TodaysVerse.net
And in the latter time of their kingdom, when the transgressors are come to the full, a king of fierce countenance, and understanding dark sentences, shall stand up.
King James Version

Meaning

The book of Daniel follows a Jewish man named Daniel who served in foreign royal courts after his people, the Israelites, were conquered and displaced from their homeland. This verse comes from a vision Daniel received about future kingdoms and rulers. Historically, many scholars believe it describes Antiochus IV Epiphanes, a Greek-Syrian king around 175 BC who was notorious for cruelty — he desecrated the Jewish Temple in Jerusalem and violently suppressed Jewish worship. The phrase 'when rebels have become completely wicked' suggests that evil reaches a kind of fullness before God acts. A 'master of intrigue' describes someone who gains power through deception rather than character.
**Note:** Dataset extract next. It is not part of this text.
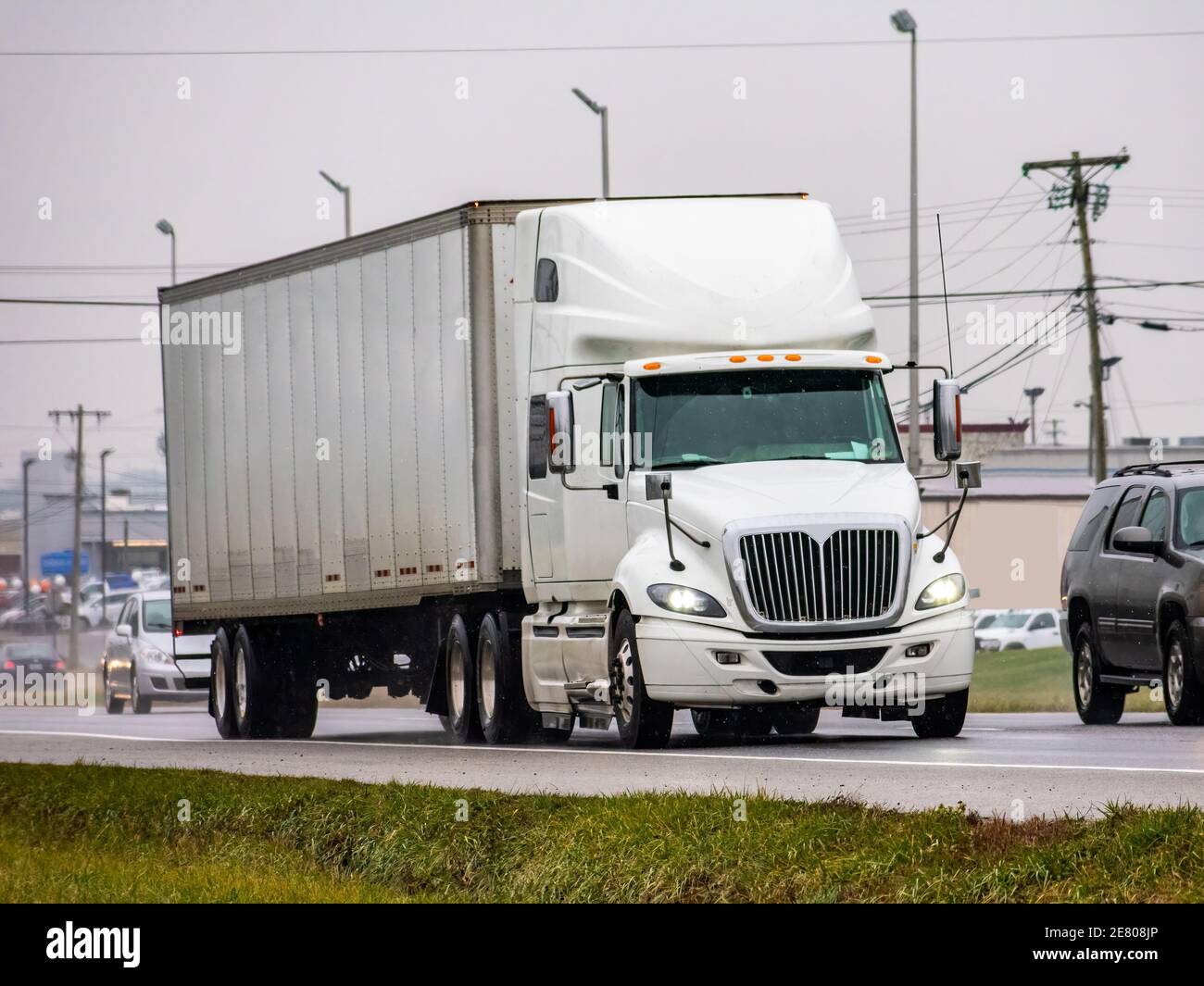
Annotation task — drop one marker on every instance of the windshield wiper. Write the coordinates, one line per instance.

Some readers also see a future prophetic meaning in this verse beyond its historical setting.

Prayer

God, you are not surprised by the darkness in this world — you see it all clearly and completely. When evil seems to be winning and the future feels uncertain, keep me from despair. Give me Daniel's steadiness — eyes open to what is real, and trust rooted in who you are, not just in what I can see. Amen.

Reflection

There is a strange phrase buried in this verse: "when rebels have become completely wicked." It implies that evil has a trajectory — it builds, compounds, ripens to a kind of fullness before something breaks. That is not a comfortable thought. It means the world doesn't always improve steadily. Sometimes it gets darker before it is interrupted. This vision came to Daniel while his people were already in exile, already suffering — and the word he received wasn't "it will ease up soon." It was: there is more coming, and then God moves. You may be living through a moment where the arc of events around you looks grim — where the cunning seem to win and the powerful seem to get more powerful. Daniel's vision doesn't offer easy comfort; it's honest about what happens when wickedness goes unchecked. But it is a vision, given to a man in exile, preserved for people in exactly this kind of moment. The point isn't that God is absent while stern-faced kings rise. The point is that he sees it all — more clearly than we do — and that clarity is itself a form of hope.

Discussion Questions

1

What does the phrase 'when rebels have become completely wicked' suggest about how evil develops over time — is it sudden or gradual? Why might that matter for how you interpret what's happening in the world around you?

2

Have you ever lived through a season where things seemed to get noticeably worse before something changed? What did you hold onto during that time, and what did it cost you?

3

Some people find it very hard to trust in a good God when cruel, cunning leaders cause real suffering without apparent consequences. How do you personally wrestle with that tension — do you have an honest answer, or is it still an open question for you?

4

How does your faith shape the way you respond to people who are living under genuinely oppressive systems or leaders? Does it change what you feel responsible to do for them?

5

Daniel stayed faithful and kept praying even while receiving deeply troubling visions. What is one specific practice that helps you stay grounded and faithful when the world around you feels dark or out of your control?